ISDS ist tot, die Mitsprache auch
Wie angekündigt, krempelt die EU-Kommission ihre Handelspolitik um. Die gute Nachricht: ISDS und die umstrittenen privaten Schiedsgerichte sollen endgültig verschwinden. Doch die Sache hat einen Haken.
Handelskommissarin Malmström möchte nämlich vermeiden, dass sich das Debakel vom CETA-Abkommen mit Kanada wiederholt, das kurzzeitig von der belgischen Region Wallonie gestoppt worden war.
Dafür hat sie sich nun einen besonderen Trick ausgedacht. Ab sofort werden Freihandel und Investorenschutz voneinander getrennt, sagte Malmström in Brüssel.
Während die Freihandelsabkommen nach dem „EU only“-Verfahren – also ohne Beteiligung nationaler und regionaler Parlamente – ausgehandelt werden, sollen die Investitions-Streitigkeiten auf einen neuen Gerichtshof ausgelagert werden.
„Wir müssen sicherstellen, dass wir Handelsabkommen nicht nur starten, sondern auch abschließen können“, so die Kommissarin. Das neue Verfahren, bekannt als “fast track”, soll schon bei Australien und Neuseeland angewandt werden.

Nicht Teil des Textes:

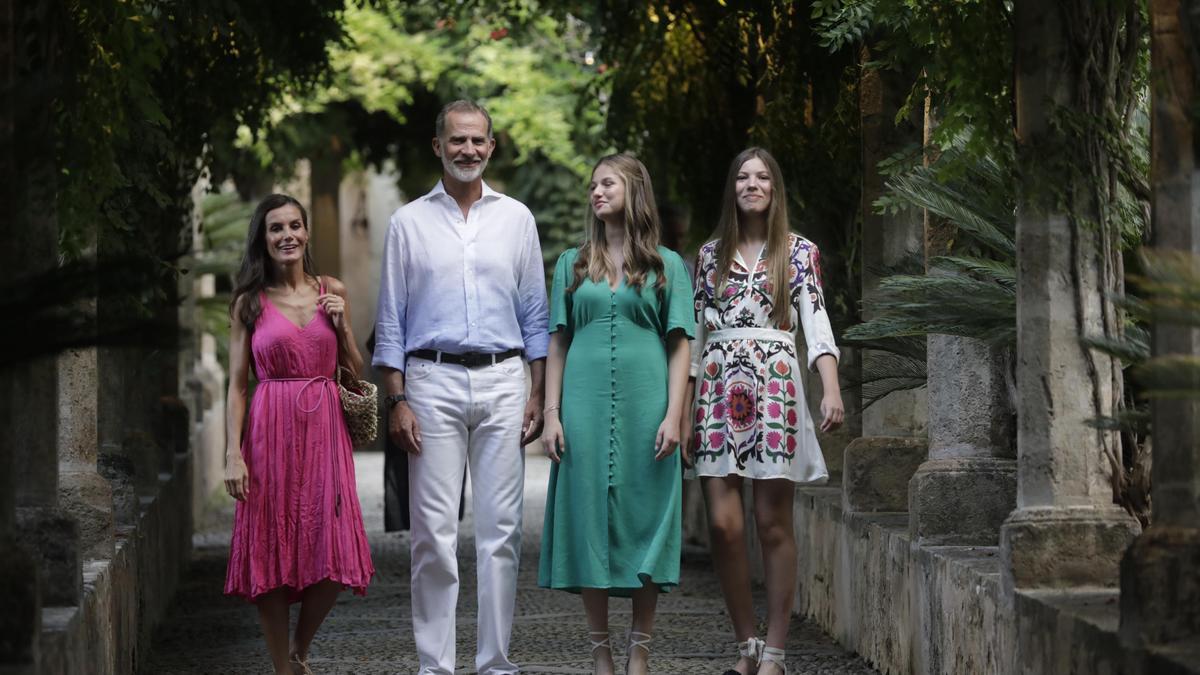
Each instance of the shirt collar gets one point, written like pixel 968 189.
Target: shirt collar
pixel 439 190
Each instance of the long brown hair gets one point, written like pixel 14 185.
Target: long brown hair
pixel 641 231
pixel 729 233
pixel 256 273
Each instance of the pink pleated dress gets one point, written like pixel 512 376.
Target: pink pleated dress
pixel 301 521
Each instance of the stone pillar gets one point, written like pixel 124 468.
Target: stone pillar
pixel 966 488
pixel 1066 530
pixel 887 238
pixel 877 466
pixel 1161 572
pixel 83 491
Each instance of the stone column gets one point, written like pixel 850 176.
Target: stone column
pixel 877 466
pixel 966 488
pixel 1161 573
pixel 83 491
pixel 1066 530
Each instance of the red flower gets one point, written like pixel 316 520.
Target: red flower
pixel 742 407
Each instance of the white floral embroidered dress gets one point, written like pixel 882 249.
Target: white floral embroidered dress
pixel 750 413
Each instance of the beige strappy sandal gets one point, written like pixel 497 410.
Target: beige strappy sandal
pixel 777 656
pixel 750 649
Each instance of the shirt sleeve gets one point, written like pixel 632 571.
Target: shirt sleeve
pixel 701 299
pixel 390 312
pixel 678 299
pixel 559 302
pixel 532 291
pixel 811 308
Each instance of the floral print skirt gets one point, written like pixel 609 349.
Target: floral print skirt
pixel 751 417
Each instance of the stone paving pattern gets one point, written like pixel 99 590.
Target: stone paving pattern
pixel 209 633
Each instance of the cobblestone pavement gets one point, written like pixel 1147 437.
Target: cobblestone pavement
pixel 209 633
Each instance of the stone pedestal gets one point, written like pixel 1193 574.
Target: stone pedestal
pixel 876 473
pixel 961 495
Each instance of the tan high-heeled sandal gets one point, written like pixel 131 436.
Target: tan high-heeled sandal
pixel 777 656
pixel 299 665
pixel 636 639
pixel 750 649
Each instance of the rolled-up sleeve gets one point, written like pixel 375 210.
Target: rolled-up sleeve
pixel 390 312
pixel 811 309
pixel 534 310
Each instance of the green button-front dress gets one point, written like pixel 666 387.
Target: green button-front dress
pixel 612 512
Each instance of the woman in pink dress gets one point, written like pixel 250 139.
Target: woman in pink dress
pixel 298 532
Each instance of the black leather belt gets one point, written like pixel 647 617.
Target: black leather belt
pixel 471 359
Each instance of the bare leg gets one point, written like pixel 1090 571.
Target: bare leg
pixel 773 517
pixel 726 530
pixel 273 614
pixel 646 601
pixel 595 605
pixel 315 605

Die Wallonie könne sich ja jederzeit in die Verhandlungen einschalten, so Malmström. Das letzte Wort soll sie aber nicht mehr haben. Dasselbe gilt dann wohl auch für den Bundestag…
Peter Nemschak
15. September 2017 @ 12:16
Die Aufregung um die privaten Schiedsgerichte ist ein red herring. Sollte sich herausstellen, dass die Urteile dieser Schiedsgerichte für die Staaten tendenziell unannehmbar sind, werden sich die Staaten wehren. Schließlich sitzen die Staaten am längeren Ast. Was hier passiert, dient dazu die vorteile des Freihandels gegen protektionistische Kleingeisterei zu bewahren. Die ökonomische Erkenntnis, dass es besser sei, die Verlierer des Freihandels zu entschädigen statt den Freihandel aufzugeben, hat sich offenbar bei den Gegnern noch nicht durchgesetzt.
Kleopatra
15. September 2017 @ 18:22
So eindeutig ist das meiner Meinung nach nicht. “Ökonomische Erkenntnisse” sind keine eindeutigen, unfehlbaren Wahrheiten, sondern Ergebnisse, zu denen man auf Grundlage von Daten und Vorannahmen kommt, und dann im besten Fall “intersubjektiv gültig”. Welche Wertentscheidungen man seiner Bewertung zugrundelegt, dafür gibt es keine objektiven Kriterien. Und ob in konkreten Fällen (zumindest zeitweiliger) Protektionismus für eine Volkswirtschaft vorteilhaft sein kann, hängt doch von den konkreten Umständen und Interessen, aber auch von den angestrebten Zielen, ab. Also sollten politische Gegner nicht as “Kleingeister” geschmäht werden.